# 12V DC high current contactors/relays?



## CroDriver (Jan 8, 2009)

I know about the EV200HAANA and similar contactors but they are a overkill for my application (too expensive). Are there some cheaper high current contactors (500 amp peak for 5 sec)?


----------



## major (Apr 4, 2008)

CroDriver said:


> I know about the EV200HAANA and similar contractors but hey are a overkill for my application (too expensive). Are there some cheaper high current contractors (500 amp peak for 5 sec)?


Hi Cro,

If you're talking of 12 volts for the main contacts, then for a 5 second duty, an automotive cranking motor relay would work. Or check for White-Rodgers Stancor contactors. http://www.stancor.com/wrdstc/pdfs/Catalog_2006/Pg_092_93.pdf

If you're at high voltage on the contacts, better go with Kilovac or Albright.

Regards,

major


----------



## CroDriver (Jan 8, 2009)

Hi major.

Yes, it has to do with car cranking so a contractor used in cars might work. I'll have to find a distributor for these contactors around here. 

Thanks!


----------



## zwmaster (Nov 23, 2009)

something like this for example?
http://cgi.ebay.de/NEW-STARTER-RELA...mQQptZUK_Motorcycle_Parts?hash=item5d25b97426


----------



## kittydog42 (Sep 18, 2007)

Napa has continuous duty starter solenoids rated to 80A. This is similar to the White-Rodgers version.

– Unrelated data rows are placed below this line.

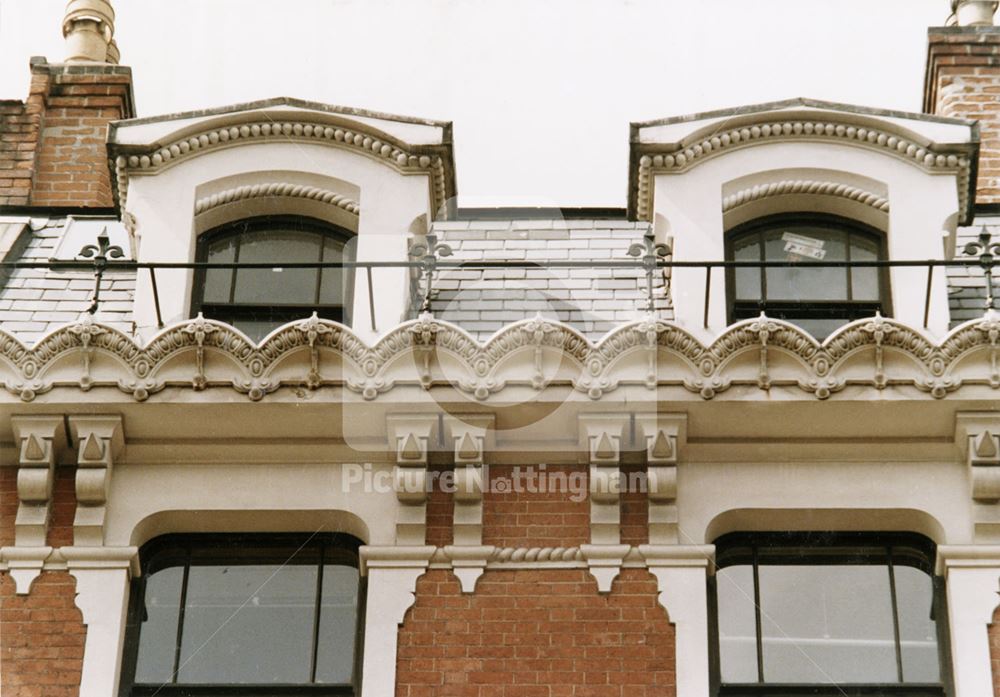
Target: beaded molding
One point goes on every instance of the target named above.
(355, 139)
(685, 156)
(315, 355)
(276, 189)
(805, 186)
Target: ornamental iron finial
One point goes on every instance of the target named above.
(987, 252)
(650, 254)
(100, 252)
(426, 253)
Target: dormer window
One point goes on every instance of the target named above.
(818, 299)
(257, 300)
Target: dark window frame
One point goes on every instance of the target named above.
(280, 313)
(916, 549)
(226, 548)
(738, 309)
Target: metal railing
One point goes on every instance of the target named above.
(427, 259)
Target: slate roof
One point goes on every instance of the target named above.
(36, 301)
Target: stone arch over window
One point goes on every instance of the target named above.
(810, 190)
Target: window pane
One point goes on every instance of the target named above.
(332, 288)
(747, 279)
(819, 328)
(737, 624)
(917, 633)
(827, 624)
(338, 623)
(218, 282)
(158, 633)
(255, 329)
(864, 281)
(805, 244)
(248, 624)
(276, 285)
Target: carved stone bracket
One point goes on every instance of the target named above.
(601, 438)
(39, 438)
(664, 435)
(411, 435)
(472, 438)
(99, 440)
(24, 564)
(392, 581)
(604, 562)
(977, 435)
(681, 573)
(971, 574)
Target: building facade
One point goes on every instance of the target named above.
(280, 418)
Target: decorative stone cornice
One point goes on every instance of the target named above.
(284, 189)
(656, 159)
(805, 186)
(349, 135)
(876, 354)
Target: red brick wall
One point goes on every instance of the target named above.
(535, 519)
(53, 147)
(19, 128)
(41, 643)
(536, 632)
(42, 633)
(963, 81)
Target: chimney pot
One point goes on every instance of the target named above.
(973, 13)
(89, 28)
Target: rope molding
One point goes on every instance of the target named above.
(250, 191)
(685, 156)
(805, 186)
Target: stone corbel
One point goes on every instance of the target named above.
(392, 581)
(681, 573)
(39, 439)
(977, 435)
(102, 589)
(972, 575)
(24, 564)
(472, 438)
(663, 435)
(601, 438)
(99, 440)
(410, 436)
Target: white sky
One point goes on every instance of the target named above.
(541, 92)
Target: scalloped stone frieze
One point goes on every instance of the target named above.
(316, 354)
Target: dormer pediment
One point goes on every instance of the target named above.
(148, 146)
(936, 145)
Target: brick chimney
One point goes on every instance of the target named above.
(53, 146)
(963, 81)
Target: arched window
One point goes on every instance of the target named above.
(828, 613)
(257, 300)
(274, 614)
(819, 299)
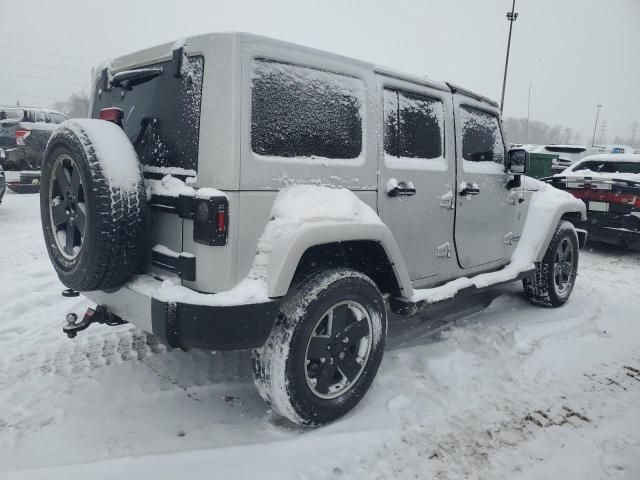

http://www.napaonline.com/Search/Detail.aspx?R=ECHST85_0170011262

The part number is ECH ST-85 and the list is around $58.


----------



## PhantomPholly (Aug 20, 2008)

Try the SuperSwitch. 

99% more reliable 
5 to 44 volt operating range 
Replaces all mechanical contactors 
Solid state technology 
No moving parts 
Up to 600 amps momentary operation 
Up to 100 amps continuous 
Negative or positive turn on


----------